The young photographer, filmmaker and Chief Executive of Emily Nkanga Photography, said she drew much inspiration from everyday activities and fine art. Last year, she undertook the documentation of the plight of the internally displaced persons (IDPs) in the northeast.  She also initiated a concept titled: “Keep Hope Alive” – which gave back to the community a percentage of cost of her photographs sold.
But her recently published book entitled: The caged and the free spirited, revealed her story telling talent, using images to pass strong messages. The book, a product of her personal experiences in relationship, contains mainly photographs of a model and quotations that reflect two extreme sides- a soul in bondage and a freed one. But, it is also spiced with darkness, tears, pain, colourful ambience and smiles.
She said as a photographer her aim is to  to convey messages apart from knowing the technicalities of taking pictures. She said people should not just see images and scroll, but should be able to relate to them. “It wasn’t just enough to connect with people on a personal level I needed something that would actually connect to people. So, there was a time when I had a personal experience. This book was done from a personal experience,” she added.

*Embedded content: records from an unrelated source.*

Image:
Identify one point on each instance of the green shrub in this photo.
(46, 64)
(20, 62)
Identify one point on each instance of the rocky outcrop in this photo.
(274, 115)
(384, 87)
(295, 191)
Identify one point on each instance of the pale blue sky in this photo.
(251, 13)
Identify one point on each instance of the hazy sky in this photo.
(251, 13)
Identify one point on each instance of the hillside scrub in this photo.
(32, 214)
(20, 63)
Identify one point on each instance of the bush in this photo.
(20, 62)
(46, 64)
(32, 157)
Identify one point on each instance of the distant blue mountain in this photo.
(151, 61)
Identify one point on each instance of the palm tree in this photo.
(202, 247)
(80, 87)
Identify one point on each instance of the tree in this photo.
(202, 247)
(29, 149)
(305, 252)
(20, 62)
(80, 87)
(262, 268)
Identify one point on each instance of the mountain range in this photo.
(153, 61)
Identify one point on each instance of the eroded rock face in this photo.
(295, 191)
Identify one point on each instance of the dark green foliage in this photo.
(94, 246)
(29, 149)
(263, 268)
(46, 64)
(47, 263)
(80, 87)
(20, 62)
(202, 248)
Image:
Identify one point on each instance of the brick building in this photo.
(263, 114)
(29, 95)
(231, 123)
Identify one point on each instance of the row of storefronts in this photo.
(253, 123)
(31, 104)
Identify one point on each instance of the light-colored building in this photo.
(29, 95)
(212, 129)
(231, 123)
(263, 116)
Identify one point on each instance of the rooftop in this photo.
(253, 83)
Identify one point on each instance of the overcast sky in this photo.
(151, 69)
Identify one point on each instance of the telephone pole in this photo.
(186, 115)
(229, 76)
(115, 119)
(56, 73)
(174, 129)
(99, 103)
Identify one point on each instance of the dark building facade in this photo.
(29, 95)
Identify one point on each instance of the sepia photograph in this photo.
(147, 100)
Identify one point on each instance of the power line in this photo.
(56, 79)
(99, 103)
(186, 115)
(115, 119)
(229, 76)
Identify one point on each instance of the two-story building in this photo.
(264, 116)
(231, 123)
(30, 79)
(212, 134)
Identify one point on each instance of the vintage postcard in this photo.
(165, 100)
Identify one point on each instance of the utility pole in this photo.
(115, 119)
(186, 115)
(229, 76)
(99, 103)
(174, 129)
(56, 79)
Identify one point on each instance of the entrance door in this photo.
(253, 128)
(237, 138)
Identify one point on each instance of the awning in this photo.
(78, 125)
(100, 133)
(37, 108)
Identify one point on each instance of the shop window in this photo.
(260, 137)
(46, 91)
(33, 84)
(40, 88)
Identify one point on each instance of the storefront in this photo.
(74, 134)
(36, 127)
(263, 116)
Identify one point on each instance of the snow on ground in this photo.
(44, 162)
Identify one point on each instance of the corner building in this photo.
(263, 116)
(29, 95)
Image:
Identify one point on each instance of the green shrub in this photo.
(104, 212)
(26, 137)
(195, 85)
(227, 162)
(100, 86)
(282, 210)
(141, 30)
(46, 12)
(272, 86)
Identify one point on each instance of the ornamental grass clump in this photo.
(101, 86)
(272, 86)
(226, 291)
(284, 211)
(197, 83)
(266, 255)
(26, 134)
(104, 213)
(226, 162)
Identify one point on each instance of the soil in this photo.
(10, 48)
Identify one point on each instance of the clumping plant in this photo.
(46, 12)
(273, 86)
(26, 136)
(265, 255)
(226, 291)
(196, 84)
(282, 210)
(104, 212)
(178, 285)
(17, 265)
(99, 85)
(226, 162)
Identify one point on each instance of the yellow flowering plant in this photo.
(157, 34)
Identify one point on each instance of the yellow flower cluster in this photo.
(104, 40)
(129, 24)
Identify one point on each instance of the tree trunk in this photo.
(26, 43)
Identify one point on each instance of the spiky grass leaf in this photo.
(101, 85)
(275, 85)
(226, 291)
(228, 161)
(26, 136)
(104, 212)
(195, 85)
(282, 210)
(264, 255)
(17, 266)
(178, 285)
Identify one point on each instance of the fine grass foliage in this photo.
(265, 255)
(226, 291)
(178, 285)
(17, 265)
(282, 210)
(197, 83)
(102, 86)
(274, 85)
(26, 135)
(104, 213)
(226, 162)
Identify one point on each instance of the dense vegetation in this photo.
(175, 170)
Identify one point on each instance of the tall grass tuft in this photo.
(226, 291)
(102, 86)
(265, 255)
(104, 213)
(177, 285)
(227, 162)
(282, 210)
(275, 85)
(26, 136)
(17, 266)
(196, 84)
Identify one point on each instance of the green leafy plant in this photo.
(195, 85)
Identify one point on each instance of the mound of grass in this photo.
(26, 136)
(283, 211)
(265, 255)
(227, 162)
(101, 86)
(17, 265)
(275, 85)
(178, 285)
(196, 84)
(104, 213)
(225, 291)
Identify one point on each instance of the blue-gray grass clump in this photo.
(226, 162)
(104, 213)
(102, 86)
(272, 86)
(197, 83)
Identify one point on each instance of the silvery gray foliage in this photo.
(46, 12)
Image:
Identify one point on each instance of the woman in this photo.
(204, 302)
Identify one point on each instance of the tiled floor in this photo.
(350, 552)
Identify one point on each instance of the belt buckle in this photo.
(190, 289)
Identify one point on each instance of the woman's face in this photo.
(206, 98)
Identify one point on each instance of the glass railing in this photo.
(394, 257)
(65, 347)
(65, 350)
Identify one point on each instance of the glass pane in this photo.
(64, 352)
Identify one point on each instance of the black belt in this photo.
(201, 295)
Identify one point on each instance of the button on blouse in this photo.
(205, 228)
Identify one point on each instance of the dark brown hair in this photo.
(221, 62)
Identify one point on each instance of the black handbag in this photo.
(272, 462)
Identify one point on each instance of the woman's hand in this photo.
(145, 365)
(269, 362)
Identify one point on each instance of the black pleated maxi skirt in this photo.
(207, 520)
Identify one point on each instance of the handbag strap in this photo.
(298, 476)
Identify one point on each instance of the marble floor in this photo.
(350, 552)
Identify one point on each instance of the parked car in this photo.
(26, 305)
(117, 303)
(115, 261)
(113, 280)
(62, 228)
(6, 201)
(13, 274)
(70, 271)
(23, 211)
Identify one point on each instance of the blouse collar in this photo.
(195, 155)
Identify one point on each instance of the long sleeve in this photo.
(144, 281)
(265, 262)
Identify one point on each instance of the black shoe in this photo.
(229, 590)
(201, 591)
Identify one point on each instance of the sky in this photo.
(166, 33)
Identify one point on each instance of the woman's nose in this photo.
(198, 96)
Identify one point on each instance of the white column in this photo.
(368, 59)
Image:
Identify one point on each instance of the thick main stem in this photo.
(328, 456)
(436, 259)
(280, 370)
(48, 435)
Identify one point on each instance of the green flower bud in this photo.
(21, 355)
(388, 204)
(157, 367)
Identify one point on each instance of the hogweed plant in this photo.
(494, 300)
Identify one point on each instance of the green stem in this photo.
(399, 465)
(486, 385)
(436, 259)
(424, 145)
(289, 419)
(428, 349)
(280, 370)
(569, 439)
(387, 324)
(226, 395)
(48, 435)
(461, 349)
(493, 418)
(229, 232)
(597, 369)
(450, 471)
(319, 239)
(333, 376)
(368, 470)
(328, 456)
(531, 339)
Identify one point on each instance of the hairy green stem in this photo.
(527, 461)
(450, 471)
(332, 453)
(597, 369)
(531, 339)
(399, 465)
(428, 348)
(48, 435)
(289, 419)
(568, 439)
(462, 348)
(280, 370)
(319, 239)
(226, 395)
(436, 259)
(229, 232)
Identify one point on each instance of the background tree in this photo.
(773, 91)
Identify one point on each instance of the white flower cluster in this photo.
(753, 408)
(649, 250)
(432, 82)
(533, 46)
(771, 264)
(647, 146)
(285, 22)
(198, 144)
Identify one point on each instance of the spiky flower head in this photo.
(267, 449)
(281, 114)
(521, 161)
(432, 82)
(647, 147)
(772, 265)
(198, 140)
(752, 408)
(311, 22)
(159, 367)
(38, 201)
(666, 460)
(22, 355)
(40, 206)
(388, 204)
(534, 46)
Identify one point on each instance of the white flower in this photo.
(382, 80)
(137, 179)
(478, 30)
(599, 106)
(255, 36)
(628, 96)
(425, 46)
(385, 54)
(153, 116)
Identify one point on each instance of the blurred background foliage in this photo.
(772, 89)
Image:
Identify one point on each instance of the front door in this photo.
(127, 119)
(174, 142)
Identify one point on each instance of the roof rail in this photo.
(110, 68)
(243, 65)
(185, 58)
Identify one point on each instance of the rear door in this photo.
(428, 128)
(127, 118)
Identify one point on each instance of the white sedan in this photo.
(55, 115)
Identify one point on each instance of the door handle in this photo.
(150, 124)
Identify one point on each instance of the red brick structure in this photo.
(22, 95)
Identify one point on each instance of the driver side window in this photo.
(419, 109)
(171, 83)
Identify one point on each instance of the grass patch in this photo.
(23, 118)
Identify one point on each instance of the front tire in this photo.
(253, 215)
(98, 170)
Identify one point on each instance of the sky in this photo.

She continued: “The book also reveals that lots of people go through challenges, but because they smile, one is tempted to believe such persons  and do not have deep stories to share.”
Speaking during a chat with The Nation in Lagos, she said choosing photography as a career is very challenging because you don’t want to repeat the same creative idea all over again. “If not, it will get boring and people will get tired of it. So, if you have about 10 clients, you need to create 10 different ideas for them. Interestingly, my major clients are in the music industry maybe because that is where I started off,” she said.
Though she wanted to be a cinematographer, she believed that a good photographer is capable of being a great cinematographer. So, instead of going into films, she chose to start with photography. According to her, when she eventually becomes a cinematographer, she would have great experience from photography.
Nkanga is not a stranger to the entertainment industry. At an early age, her mother introduced her to the church choir where she played the clarinet.
“I was actually in an orchestra. But it was more of an all-women gospel orchestra in a Redeemed Christian Church. It was mostly elderly women, but my mother drafted me in,” she recalled.
When asked what attracted her to movies or films, she said: “It is an art. Basically, my foundation is to tell stories. If you check most of my projects, there has to be a story. I can’t just say I am putting out images; there has to be a story behind it. So, for me it is just like storytelling and the ability to tell the stories is what inspires me towards filmmaking.”
Undaunted by the teething challenges of the Nollywood, Nkanga described Nollywood as a success story, although she agreed that it could be better. “In fact, Nollywood has improved. I watched some of the new age movies and I told myself that there is hope. In fact, hope is here. But, I think apart from proper technology, it also has to do with proper training. People feel they can go ahead with something without wanting to go the extra mile. But modern filmmakers know their onions and are seeking to improve,” she added.